多爾袞決定再次南征,對南京開戰,在清廷內部,引發了不小的動盪。
這到不是有人反對南征,而是以豪格、濟爾哈朗爲首的一派,質疑多爾袞的能力,想要搶奪南征的指揮權。
不過在多爾袞執政下,清軍雖有挫折,但是畢竟成功入關,又擊敗李自成,控制整個黃河流域,功績顯然大於失誤,所以多爾袞依然掌握着滿清大權,豪格等人想要獲取指揮權的意圖最終失敗。
豪格等人對於多爾袞讓親信負責徵明,十分不滿,爭奪指揮權失利後,豪格等人又唱反調,提出應該先攻四川,走元亡宋的路線,但還是被佔據優勢多爾袞給否決。
八旗貴族中大多數人對於豪格的提議也不感興趣,畢竟張獻忠算是硬茬子,打起來吃力,收穫還少,不像明軍那麼好打,那麼富裕。
滿清朝廷中,本來有不少人對多爾袞不滿,不過多爾袞讓他們去南方發財,便使得衆人的不滿消除了大半。
有衆多八旗貴族的支持,多爾袞很快就掌握朝局,不過清廷內部的裂痕,卻開始逐漸擴大。
多爾袞已經意識到這一點,準備等南征勝利,威望沖天之時,便找個藉口殺了豪格,以絕後患。
清廷內部經歷一個小的動盪,以多爾袞的完勝而告終,南征的大任便又落在了多鐸、阿濟格的身上。
七月底,爲了統籌各方,多鐸便頂着酷暑趕到了鄭州,開始提前準備南征事宜。
清軍要南征江南,豫南的高義歡便顯得特別討厭,十分的礙眼。
從去歲年底多鐸離開河南,到再次返回,一晃就過去了半年多的時間。
在這半年時間裡,高義歡都幹了些什麼,便是多鐸特別感興趣的事情,所以才一開口就問高義歡的事情。
大帳中還坐着尚可喜、耿仲明兩人,他們聽到多鐸的話,臉上有些異樣,心中暗道,高義歡怕是成爲王爺的心魔了。

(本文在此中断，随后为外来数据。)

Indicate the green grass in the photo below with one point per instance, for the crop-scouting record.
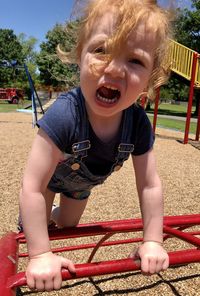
(6, 107)
(177, 125)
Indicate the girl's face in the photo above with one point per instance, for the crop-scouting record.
(121, 81)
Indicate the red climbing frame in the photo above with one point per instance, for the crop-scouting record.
(174, 226)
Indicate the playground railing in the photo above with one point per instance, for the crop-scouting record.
(178, 227)
(181, 58)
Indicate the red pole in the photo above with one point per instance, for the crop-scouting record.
(9, 261)
(198, 122)
(157, 99)
(192, 81)
(112, 267)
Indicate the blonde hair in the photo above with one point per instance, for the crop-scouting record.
(128, 14)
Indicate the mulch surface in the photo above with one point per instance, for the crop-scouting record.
(179, 169)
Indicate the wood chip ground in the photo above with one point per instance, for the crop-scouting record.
(179, 169)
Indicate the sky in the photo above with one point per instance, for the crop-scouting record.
(35, 18)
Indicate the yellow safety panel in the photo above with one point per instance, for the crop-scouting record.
(181, 58)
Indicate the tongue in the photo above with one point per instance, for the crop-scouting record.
(107, 92)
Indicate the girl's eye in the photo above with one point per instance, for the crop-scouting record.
(137, 62)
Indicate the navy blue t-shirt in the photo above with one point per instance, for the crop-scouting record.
(61, 120)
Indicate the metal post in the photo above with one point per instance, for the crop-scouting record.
(192, 81)
(198, 121)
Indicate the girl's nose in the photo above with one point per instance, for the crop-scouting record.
(115, 68)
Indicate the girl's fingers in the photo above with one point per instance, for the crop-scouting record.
(68, 264)
(57, 282)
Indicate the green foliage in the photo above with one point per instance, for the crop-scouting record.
(187, 26)
(10, 49)
(52, 71)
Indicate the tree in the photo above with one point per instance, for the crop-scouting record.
(30, 57)
(52, 71)
(10, 49)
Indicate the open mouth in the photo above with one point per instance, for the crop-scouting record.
(108, 94)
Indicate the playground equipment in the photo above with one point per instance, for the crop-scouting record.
(185, 63)
(12, 95)
(174, 227)
(34, 95)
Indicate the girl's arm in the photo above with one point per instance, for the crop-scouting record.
(153, 257)
(44, 268)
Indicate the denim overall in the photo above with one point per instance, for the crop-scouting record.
(71, 176)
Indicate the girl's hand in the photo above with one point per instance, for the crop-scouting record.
(44, 271)
(153, 257)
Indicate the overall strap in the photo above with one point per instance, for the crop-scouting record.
(80, 148)
(126, 147)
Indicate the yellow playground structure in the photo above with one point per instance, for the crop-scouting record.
(185, 62)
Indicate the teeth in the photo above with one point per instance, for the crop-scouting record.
(106, 100)
(112, 87)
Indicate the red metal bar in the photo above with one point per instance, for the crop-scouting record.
(128, 225)
(183, 235)
(189, 109)
(157, 99)
(8, 261)
(104, 244)
(111, 267)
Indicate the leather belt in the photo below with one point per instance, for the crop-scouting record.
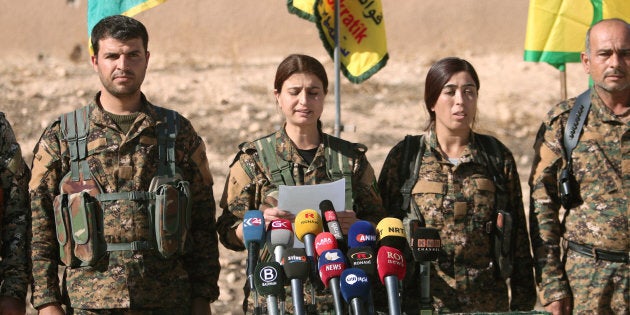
(608, 255)
(135, 245)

這時兩人對視一眼,尚可喜嘆氣道:“王爺,您不在這段時間,高蠻子又做大了。”
“又做大呢?”多鐸皺起眉頭,臉色一沉,“這個牲口都做些啥呢?”
“這廝趁着大清同漠北蒙古交戰,沒功夫對付他的機會,把左良玉給打了。”尚可喜感嘆道:“我們本以爲高蠻子要同南朝翻臉,正摩拳擦掌,準備等他們大打之後,趁機出手收拾他,不想還沒準備好,高義歡又和南朝握手言和,好得跟親兄弟似地。”
耿仲明補充道:“南朝也是沒點臉皮,被高義歡打了一頓,丟了兩府四縣,不僅嚥下這口氣,還把湖廣的賦稅都許給高義歡養兵。據說高義歡還想娶南朝的坤興公主爲妻,硬是要做老朱家的便宜女婿,不過南京還算要點臉,沒將坤興公主嫁給一個流寇頭子。”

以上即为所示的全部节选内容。